Y me asusta el saber que cualquier día puedas alejarte tanto que llegues a caer para siempre en los vacíos sin retorno de ese limbo del olvido definitivo en que caerá mi mundo cuando me alcance la fatiga y sufra el derrumbe oscuro de mi mente hacia el precipicio enloquecido de tinieblas del no poder recordar nada. Y entonces definitivamente quedarás borrada.
Y presiento ese día. Y en mis muchos ratos a solas lo vislumbro muy cercano. Siento como esta posible y aún no definitiva locura en que he ido cayendo se acerca y me rodea y se me manifiesta de continuo en imágenes de personajes y cosas cuyos nombres no logro recordar por mucho que me empeñe. Y la siento también en los pequeños dislates que a duras penas puedo controlar. Y adivino que entonces, y sólo entonces, antes de la debacle, si es que acaso me restan la voluntad y las fuerzas necesarias para llevarlo a cabo, sí podré borrarme por completo por mi propia mano. De un solo golpe. Y entonces el Universo entero desaparecerá.
No creo que ya metido en esas aguas me olvide de esa digna necesidad y de esa cita.
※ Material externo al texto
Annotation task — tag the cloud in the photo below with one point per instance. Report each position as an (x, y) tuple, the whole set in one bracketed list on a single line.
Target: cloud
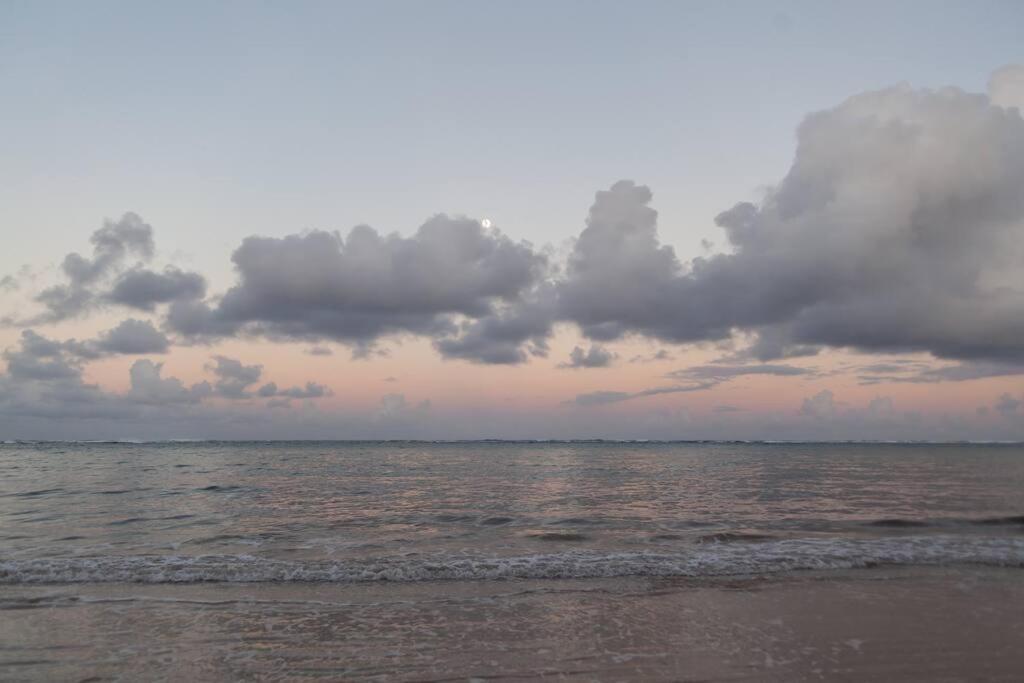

Y ya no tendré que abandonar más mi habitación bajo el sol del ardiente verano, o bajo la lluvia, o sometido al implacable frío del invierno para trabajosamente subir y recorrer esa cuesta del llamado barrio de los griegos, con su modesta plaza Sócrates y sus muchas tabernas. Y nunca más tendré que estar sin ti, y dormir sin ti, y despertar cada mañana sin ti, teniendo que salir a la calle para subir a solas, arrastrando lastimosamente los débiles pasos, por la hiriente cuesta que lleva al Café Atenas, o a cualquier otro, y por la que al unísono transcurre más sutil y paralela a ésta por la vida entera y ya no parece llegar a sitio alguno.